Only VPN helps.
Last week, the State Duma announced that YouTube would be slowed down first by 40%, and then by 70%. This is allegedly due to the lack of equipment updates for Google’s caching servers located in Russia for two and a half years, while the Russian audience was constantly growing and, as a result, the load on the remaining servers and other network equipment.
Naturally, this is only part of the truth. The second part is the systematic violation of Google and YouTube’s rules of presence on the Russian market, unilateral and extremely one-sided decisions to block Russian users, remove Russian media channels, silence “pro-Russian” opinions regarding the current geopolitical crisis, the outcome of which is now largely (if not entirely) being decided in Ukraine, as well as zero feedback from the Russian government.
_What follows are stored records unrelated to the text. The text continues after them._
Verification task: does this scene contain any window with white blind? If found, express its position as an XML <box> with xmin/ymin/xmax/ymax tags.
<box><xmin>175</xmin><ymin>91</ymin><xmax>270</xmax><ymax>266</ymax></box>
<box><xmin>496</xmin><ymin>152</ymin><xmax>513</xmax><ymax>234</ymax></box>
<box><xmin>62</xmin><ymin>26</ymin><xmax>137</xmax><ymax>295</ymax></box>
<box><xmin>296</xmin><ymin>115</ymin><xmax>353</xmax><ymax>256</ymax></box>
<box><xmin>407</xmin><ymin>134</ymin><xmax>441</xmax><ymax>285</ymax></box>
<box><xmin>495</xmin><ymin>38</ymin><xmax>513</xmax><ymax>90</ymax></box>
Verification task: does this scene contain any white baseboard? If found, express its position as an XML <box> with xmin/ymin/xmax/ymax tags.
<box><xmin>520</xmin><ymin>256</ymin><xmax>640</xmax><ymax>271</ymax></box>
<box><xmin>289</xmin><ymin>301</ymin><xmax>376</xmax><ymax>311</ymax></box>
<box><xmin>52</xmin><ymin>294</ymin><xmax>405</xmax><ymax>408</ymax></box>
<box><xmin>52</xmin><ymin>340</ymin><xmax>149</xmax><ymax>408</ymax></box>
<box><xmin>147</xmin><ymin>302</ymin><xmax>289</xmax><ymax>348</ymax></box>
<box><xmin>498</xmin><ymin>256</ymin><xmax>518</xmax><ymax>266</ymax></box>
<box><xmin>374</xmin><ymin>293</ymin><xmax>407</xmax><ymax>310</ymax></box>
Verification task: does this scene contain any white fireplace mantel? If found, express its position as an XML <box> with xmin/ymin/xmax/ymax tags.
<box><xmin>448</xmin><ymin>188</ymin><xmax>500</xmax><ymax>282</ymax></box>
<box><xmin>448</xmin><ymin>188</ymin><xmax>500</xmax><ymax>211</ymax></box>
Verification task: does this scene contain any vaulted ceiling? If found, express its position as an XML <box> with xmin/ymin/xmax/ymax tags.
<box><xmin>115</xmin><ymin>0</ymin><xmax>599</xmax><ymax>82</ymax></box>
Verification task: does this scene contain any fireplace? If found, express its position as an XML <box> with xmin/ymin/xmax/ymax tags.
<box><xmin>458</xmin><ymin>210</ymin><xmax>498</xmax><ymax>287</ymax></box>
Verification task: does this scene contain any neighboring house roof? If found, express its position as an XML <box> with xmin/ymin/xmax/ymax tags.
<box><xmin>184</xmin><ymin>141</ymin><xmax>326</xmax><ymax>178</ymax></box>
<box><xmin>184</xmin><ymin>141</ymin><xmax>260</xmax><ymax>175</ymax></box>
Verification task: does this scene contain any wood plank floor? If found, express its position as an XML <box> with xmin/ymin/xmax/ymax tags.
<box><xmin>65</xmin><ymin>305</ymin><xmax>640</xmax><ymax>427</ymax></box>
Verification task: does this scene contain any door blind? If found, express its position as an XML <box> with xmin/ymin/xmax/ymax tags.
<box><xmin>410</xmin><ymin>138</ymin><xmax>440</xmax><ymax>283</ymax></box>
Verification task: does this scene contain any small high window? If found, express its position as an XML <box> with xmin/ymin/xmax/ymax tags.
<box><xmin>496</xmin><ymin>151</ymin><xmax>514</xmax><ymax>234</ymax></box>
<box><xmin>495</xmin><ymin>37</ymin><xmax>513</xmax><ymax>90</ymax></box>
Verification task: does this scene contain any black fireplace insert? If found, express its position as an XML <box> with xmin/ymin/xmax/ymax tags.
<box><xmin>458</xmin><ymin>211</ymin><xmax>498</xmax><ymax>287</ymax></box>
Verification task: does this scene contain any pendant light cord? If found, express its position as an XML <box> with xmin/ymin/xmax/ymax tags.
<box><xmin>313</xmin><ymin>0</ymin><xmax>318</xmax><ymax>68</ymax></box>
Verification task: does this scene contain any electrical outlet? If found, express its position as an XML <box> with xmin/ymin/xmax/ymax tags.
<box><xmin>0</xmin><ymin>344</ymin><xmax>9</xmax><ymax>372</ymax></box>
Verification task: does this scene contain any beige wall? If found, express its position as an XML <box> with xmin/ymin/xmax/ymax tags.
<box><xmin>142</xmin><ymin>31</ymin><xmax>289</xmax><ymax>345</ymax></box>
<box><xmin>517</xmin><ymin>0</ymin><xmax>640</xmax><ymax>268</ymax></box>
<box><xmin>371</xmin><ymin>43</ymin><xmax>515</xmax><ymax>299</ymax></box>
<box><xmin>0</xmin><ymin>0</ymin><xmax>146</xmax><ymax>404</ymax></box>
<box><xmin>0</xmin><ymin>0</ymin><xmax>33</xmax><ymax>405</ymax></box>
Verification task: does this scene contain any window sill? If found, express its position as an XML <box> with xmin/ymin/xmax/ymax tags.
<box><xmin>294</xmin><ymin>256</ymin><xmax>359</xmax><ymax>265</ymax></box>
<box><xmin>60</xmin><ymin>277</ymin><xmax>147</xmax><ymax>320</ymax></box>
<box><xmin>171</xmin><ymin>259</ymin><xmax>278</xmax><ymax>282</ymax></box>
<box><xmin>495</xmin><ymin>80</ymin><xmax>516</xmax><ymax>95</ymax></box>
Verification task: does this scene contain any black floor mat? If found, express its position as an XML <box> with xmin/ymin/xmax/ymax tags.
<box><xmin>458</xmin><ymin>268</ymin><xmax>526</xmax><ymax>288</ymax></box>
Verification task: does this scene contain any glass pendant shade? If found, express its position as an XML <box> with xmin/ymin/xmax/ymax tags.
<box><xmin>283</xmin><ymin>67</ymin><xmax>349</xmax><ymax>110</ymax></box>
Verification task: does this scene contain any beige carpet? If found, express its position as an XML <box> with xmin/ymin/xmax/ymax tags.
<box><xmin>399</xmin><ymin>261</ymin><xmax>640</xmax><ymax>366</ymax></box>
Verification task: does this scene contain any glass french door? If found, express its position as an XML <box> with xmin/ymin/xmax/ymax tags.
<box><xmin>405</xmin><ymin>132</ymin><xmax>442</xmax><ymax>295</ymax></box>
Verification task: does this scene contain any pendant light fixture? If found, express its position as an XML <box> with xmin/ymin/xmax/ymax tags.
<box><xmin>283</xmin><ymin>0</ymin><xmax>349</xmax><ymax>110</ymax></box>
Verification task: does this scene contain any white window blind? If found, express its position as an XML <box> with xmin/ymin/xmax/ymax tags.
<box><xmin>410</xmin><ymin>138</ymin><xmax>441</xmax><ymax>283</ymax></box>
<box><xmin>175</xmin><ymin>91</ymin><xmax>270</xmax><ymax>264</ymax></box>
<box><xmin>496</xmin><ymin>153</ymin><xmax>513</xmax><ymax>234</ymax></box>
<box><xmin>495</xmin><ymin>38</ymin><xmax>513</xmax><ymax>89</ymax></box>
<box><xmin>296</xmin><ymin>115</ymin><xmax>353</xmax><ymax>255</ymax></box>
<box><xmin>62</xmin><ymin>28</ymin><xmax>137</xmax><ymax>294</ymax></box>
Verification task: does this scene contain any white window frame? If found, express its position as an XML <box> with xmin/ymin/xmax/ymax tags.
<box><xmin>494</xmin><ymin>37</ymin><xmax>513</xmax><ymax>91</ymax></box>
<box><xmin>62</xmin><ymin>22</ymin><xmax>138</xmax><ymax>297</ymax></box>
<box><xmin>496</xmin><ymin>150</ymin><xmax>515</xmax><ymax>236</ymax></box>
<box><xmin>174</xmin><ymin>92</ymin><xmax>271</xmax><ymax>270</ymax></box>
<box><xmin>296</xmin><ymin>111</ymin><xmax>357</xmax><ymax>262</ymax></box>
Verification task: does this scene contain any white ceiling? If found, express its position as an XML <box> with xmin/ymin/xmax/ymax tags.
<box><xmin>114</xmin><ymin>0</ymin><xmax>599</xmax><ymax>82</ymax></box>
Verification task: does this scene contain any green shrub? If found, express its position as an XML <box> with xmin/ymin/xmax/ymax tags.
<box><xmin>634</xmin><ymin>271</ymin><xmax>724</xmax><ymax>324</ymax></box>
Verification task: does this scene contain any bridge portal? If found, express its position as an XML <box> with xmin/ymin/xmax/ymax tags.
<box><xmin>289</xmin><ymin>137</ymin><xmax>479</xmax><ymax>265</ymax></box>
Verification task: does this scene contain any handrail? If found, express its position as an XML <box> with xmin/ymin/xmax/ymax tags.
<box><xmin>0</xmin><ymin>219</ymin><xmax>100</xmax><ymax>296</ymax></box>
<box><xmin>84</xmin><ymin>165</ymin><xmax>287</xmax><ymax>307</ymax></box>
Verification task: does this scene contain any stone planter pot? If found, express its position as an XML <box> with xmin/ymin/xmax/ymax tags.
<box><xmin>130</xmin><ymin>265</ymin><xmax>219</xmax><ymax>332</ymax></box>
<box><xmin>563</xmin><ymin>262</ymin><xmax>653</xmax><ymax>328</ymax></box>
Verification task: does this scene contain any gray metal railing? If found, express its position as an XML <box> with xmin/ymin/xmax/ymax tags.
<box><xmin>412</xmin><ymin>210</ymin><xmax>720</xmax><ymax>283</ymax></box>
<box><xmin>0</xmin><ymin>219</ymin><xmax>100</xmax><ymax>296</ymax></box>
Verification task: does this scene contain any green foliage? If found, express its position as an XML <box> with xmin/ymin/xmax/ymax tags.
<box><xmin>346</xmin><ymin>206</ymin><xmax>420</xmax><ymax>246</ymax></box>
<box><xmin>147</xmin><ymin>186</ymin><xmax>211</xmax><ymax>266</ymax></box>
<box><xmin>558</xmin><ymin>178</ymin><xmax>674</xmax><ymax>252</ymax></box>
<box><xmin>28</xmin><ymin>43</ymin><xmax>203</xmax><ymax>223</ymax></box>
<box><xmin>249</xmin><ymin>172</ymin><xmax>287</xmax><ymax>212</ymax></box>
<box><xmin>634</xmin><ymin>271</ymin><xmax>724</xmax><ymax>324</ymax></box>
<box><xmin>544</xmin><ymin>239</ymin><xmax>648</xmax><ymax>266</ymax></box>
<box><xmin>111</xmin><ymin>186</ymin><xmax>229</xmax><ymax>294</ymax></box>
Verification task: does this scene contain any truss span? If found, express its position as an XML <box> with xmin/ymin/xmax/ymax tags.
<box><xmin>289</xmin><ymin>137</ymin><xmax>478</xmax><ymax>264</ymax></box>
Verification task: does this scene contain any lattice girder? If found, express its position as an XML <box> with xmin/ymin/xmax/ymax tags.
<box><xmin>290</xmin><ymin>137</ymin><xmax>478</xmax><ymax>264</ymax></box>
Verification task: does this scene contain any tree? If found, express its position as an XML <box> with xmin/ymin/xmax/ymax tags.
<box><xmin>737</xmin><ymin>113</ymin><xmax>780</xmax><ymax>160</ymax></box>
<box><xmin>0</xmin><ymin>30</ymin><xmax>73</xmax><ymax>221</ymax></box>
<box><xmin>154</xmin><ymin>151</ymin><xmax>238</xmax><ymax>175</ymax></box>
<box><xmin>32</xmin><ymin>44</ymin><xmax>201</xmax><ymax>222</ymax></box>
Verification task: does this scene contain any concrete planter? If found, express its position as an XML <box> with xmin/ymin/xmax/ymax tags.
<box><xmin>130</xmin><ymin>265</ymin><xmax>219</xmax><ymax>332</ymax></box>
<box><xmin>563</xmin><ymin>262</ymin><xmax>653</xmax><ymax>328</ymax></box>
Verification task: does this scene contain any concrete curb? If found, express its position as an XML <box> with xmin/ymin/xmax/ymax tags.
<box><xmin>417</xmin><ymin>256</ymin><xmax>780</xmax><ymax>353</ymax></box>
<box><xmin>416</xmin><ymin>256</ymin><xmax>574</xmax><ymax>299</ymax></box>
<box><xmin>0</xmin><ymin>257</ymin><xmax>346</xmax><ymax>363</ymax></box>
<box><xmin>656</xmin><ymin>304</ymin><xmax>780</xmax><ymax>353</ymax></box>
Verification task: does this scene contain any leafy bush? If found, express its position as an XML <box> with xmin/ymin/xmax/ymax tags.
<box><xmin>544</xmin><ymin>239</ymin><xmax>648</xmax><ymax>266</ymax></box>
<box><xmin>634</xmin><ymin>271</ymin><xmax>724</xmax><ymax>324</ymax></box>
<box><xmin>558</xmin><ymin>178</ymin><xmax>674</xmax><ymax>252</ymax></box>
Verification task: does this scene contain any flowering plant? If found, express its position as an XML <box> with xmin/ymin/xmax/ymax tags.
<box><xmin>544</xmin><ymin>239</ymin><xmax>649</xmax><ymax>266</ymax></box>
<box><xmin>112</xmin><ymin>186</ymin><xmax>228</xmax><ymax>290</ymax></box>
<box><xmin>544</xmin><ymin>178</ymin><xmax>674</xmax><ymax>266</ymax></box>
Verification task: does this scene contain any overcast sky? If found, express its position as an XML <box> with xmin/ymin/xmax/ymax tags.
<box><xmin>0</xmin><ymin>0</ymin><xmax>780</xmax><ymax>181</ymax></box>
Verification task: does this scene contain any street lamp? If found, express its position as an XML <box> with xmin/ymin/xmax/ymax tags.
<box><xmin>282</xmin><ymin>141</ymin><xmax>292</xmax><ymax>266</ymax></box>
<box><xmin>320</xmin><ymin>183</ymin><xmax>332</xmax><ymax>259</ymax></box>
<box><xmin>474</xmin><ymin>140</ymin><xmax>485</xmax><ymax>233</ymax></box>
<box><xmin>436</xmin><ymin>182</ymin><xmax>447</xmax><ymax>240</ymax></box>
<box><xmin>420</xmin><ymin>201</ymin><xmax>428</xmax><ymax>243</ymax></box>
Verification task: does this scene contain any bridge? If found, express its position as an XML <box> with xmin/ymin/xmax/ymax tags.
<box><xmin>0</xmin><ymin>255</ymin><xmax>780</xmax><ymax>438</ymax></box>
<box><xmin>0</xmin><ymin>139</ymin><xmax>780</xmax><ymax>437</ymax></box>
Simply put, content that is banned in Russia is not removed from YouTube, and everything that Google is required to consider “Russian disinformation” is removed without trial or investigation.
Actually, the slowdown of YouTube in Russia, where almost every Internet user watches various videos at least once a month (the video hosting audience in the Russian Federation is approximately 100 million people), is intended to somehow bring the service’s administration to its senses. In practice, since about yesterday evening, the slowdown of YouTube has been not 70%, but all 100%. If the service’s pages load, then the videos themselves do not play even when the quality is switched to the lowest possible.
We don’t know how reasonable this decision is, because so far the problems from these “showdowns” are experienced only by users who don’t give a damn about politics and the Ukrainian crisis in particular. The point is that YouTube, like Google in general, has been operating at a loss in Russia for 2.5 years already, just to somehow stay on the market: it is prohibited by the collective West from concluding contracts with advertisers from the Russian Federation, and from updating server equipment (the West will consider this an export of technology). In fact, Google suffers only losses from the Russian market that has fallen away, and it is very strange under such conditions to “educate” the service by threatening to lose its audience.
The Internet is already full of instructions on how to restore YouTube’s functionality, but their effectiveness is highly questionable. So far, the only guaranteed way to restore access to YouTube is through a VPN. Considering that Roskomnadzor actively monitors any information about bypassing blockages and prohibits popular VPN services, we assume that soon Russia will see a boom in renting virtual servers located in, say, Germany, on which their own private VPN servers will be “raised”.